Internet History

The Internet and the Web are not synonymous - the Internet was born in 1970 while the Web began in 1990. The Web is one of many interfaces to the Internet. Some other interfaces are e-mail, FTP (File Transfer Protocol), telnet, newsgroups, file sharing, and databases. The Web is the graphical interface that has spurred the tremendous growth of the Internet. A very detail timeline of Internet history can be viewed at Hobbes' Internet Timeline. The Internet Society has a PowerPoint presentation of Internet history showing photos and short biographies of the inspired thinkers that helped create the Internet. Below a quick walk down memory lane for the Internet will help put Internet searching in perspective – dates in orange indicate key transitions periods (Hock, 2004, pp. 3-6; LivingInternet, 2005, Internet History; Sherman & Price, 2001, pp. 2-13):

·   1844                 The first telegraphic message was sent from near Baltimore to Washington - a distance of ~40 miles (About, n.d.).

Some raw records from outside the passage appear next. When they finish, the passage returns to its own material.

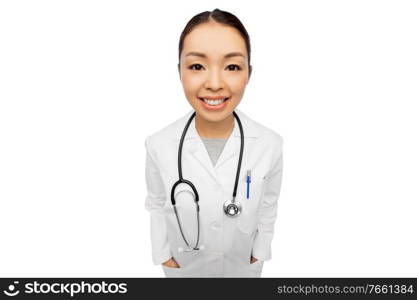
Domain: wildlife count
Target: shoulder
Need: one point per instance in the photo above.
(168, 133)
(265, 134)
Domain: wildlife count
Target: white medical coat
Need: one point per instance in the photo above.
(227, 243)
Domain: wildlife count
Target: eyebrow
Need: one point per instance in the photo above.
(231, 54)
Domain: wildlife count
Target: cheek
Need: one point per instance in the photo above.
(238, 85)
(191, 84)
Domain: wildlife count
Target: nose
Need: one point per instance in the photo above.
(214, 80)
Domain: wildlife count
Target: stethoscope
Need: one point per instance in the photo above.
(231, 208)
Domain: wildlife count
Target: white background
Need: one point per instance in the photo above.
(83, 83)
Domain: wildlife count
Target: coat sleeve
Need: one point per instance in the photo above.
(268, 211)
(154, 203)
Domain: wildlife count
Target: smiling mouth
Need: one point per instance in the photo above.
(214, 102)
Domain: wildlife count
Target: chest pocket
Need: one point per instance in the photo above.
(248, 219)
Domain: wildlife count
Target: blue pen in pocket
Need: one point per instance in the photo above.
(247, 183)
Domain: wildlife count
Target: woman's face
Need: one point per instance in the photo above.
(214, 65)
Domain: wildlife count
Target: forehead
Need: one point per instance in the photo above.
(214, 39)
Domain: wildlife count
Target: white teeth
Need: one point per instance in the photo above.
(214, 102)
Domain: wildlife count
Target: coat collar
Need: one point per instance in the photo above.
(194, 145)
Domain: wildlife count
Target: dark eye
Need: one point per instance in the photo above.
(237, 68)
(197, 65)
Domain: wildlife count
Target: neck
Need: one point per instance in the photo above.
(220, 130)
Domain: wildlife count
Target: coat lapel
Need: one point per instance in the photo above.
(194, 145)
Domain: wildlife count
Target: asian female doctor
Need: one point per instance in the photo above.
(213, 176)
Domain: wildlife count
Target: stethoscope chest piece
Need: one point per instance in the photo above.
(232, 208)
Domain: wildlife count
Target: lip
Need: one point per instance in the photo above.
(211, 107)
(214, 97)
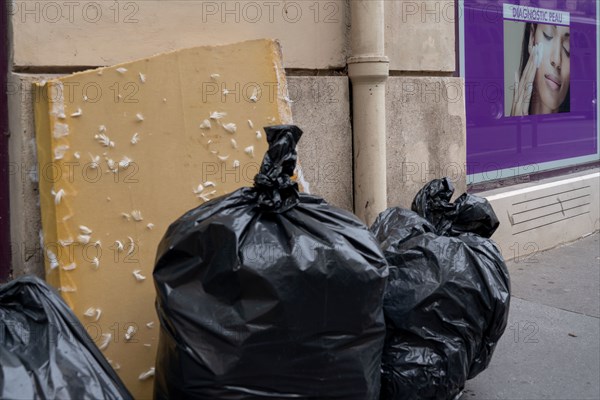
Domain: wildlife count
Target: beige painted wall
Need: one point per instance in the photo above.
(313, 34)
(419, 35)
(426, 135)
(56, 34)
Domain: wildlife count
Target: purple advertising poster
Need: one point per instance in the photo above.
(530, 70)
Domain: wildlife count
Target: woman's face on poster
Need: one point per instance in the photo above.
(552, 78)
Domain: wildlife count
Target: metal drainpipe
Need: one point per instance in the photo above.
(368, 69)
(4, 196)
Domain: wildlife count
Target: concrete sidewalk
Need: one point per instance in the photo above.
(551, 346)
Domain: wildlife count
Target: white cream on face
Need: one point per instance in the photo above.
(539, 53)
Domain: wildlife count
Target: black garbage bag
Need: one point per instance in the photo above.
(45, 352)
(267, 293)
(447, 300)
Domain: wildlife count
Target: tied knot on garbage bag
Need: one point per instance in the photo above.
(274, 185)
(269, 293)
(469, 214)
(447, 299)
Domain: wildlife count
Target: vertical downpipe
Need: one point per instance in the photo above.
(4, 197)
(368, 69)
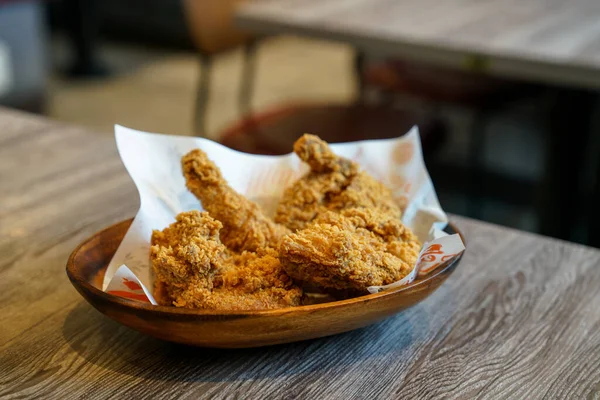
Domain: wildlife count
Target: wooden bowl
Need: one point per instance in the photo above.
(235, 329)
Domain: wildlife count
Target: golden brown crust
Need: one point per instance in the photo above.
(350, 251)
(333, 184)
(194, 269)
(245, 227)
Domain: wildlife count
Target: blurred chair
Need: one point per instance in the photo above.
(274, 132)
(213, 31)
(484, 96)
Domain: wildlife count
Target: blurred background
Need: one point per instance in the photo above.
(183, 67)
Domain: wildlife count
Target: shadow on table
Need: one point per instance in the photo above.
(112, 346)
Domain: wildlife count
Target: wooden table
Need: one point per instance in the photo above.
(519, 318)
(542, 41)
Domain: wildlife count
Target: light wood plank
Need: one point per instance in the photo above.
(518, 319)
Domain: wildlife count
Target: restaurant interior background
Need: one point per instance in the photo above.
(137, 63)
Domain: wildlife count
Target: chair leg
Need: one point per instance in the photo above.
(248, 77)
(359, 68)
(202, 95)
(476, 161)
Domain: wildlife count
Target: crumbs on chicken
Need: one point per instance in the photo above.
(195, 270)
(349, 251)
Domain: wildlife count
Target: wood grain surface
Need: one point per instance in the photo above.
(519, 319)
(539, 40)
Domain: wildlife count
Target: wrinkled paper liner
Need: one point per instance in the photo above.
(154, 163)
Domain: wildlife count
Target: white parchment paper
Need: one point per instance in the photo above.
(154, 163)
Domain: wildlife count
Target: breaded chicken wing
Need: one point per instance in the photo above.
(194, 269)
(333, 183)
(245, 227)
(346, 252)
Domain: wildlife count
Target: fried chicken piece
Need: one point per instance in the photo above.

·   1861                 Western Union built its first transcontinental telegraph line in1861 (About, n.d.).

·   1895                 Henry Lafontaine and Paul Otlet began development of the Universal Decimal Classification which wanted to go one step beyond the Dewey Decimal System which guides readers to a book but no further. The next step was to “penetrate the boundaries of the books themselves, to unearth the “substance, sources and conclusions” inside.” Hence, the first “search engine” (Wright, 2003, para.13).

·   1957                 The Sputnik satellite was launched by the Russians.         

·   1958                 As a result of Sputnik, Americans felt we were loosing the space race and created ARPA (Advanced Research Projects Agency) to catch up and exceed the Russians.

·   1962                 J.C.R. Licklider wrote paper envisioning a global connection of computers.

·   1966                 Inspired by Licklider, Larry Roberts submitted a proposal to link computers.

·   Pre-1969         Computers were stand alone machines or terminals on a mainframe

·   1969                 Larry Robert’s proposal lead to installation of the first node of the new computer network at UCLA founding ARPAnet (ARPA Network of the U.S. Department of Defense).

·   1970s               Universities and defense contractors began connecting to ARPAnet.

·   1971                 Fifteen Universities were now connected to ARPAnet.

·   1972-74           Commercial information databases like Dialog and Lexis went online with their dial-up services.

·   1973                 DARPA (Defense Advanced Research Projects Agency) was initiated to communicate across linked networks. ARPAnet was just one network, whereas DARPA was a network of networks.

·   1979                 CSnet (Computer Science Network) was created – funded by the NSF (U.S. National Science Foundation) - to link universities not a part of ARPAnet.

·   1983                 TCP/IP (Transmission Control Protocol / Internet Protocol) replaced NCP (Network Control Program) on ARPAnet.

·   1984                 NSF started construction of five regional supercomputing centers.

·   1986                 LISTSERV mailing list management software was written by Eric Thomas who later founded the L-Soft company in 1994.

·   Pre-1990         Accessing a file required a Telnet connection to a known location, then FTP to fetch the file.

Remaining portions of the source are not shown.